O BILHETE E O CONTEXTO DAS INVESTIDAS

As abordagens do professor em relação à estudante teriam começado ainda em 2025, com elogios frequentes à aparência dela. Segundo o boletim de ocorrência, a aluna relatou que "o professor se aproximou dela em diversas ocasiões, insistindo em um diálogo particular, alegando que não poderia ocorrer no ambiente escolar".

 

 

Na véspera do episódio do bilhete, a estudante havia emprestado uma caneta ao professor de Física. Ao devolvê-la, ele teria dito: "Obrigado pela caneta, mas queria outra coisa." No dia seguinte, ele a chamou até sua mesa e entregou o recado escrito.

 

Foto: O Município/Reprodução

 

No bilhete, o professor convidava a aluna a participar de uma feira escolar em São João Batista e, na sequência, sugeria uma relação sexual durante o trajeto de volta a Brusque. "Eu queria que você fosse, porque a feira vai ser em São João Batista. Eu iria passar o dia lá com você e, na volta, poderíamos (…)", diz o trecho do documento.

 

REAÇÃO DA ALUNA E COMUNICAÇÃO À DIREÇÃO

Ao ler o bilhete, a adolescente começou a chorar e foi imediatamente à sala da direção relatar o ocorrido.

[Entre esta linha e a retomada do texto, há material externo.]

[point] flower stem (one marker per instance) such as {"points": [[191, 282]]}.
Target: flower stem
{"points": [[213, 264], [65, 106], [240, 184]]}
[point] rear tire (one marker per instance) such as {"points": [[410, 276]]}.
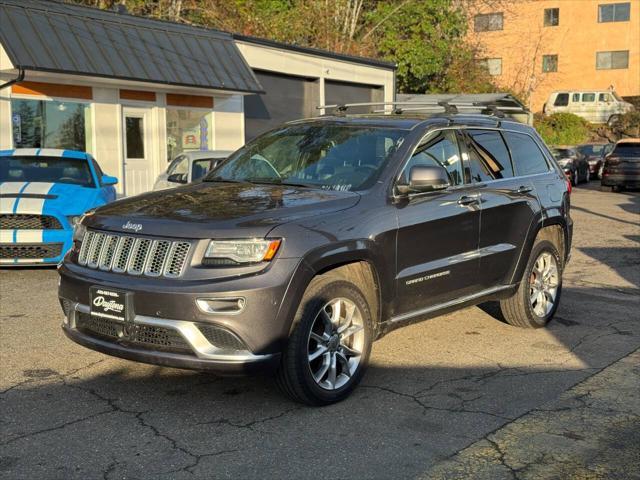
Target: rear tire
{"points": [[330, 343], [538, 296]]}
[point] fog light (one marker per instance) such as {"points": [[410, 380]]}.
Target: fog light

Orientada a registrar um boletim de ocorrência, ela acionou a mãe por mensagem e enviou também a foto do bilhete e dois vídeos gravados por colegas de sala

As gravações mostram o professor se aproximando de sua carteira e conversando com a jovem, momento em que, segundo apurado, ele fez comentários sobre a aparência dela.

Quando a mãe chegou à escola, a filha estava em estado de pânico e chorando na sala da diretora.

 

MEDIDA PROTETIVA E DECISÃO JUDICIAL

Além do boletim de ocorrência, a família obteve uma medida protetiva de urgência concedida pela Vara Criminal da Comarca de Brusque. Com base nos vídeos e na foto do bilhete, o juiz de direito responsável entendeu que as evidências credibilizavam as acusações da estudante.

Pelo prazo de três meses, o professor está proibido de se aproximar a menos de 300 metros da adolescente e de manter qualquer contato com ela por redes sociais ou outros meios eletrônicos. Em caso de descumprimento, ele poderá ser preso.

O documento judicial descreve a situação como "reiteradas investidas de cunho inadequado" que "ocasionaram intenso abalo emocional, medo e constrangimento" à estudante, motivando a comunicação à direção escolar e, posteriormente, à polícia.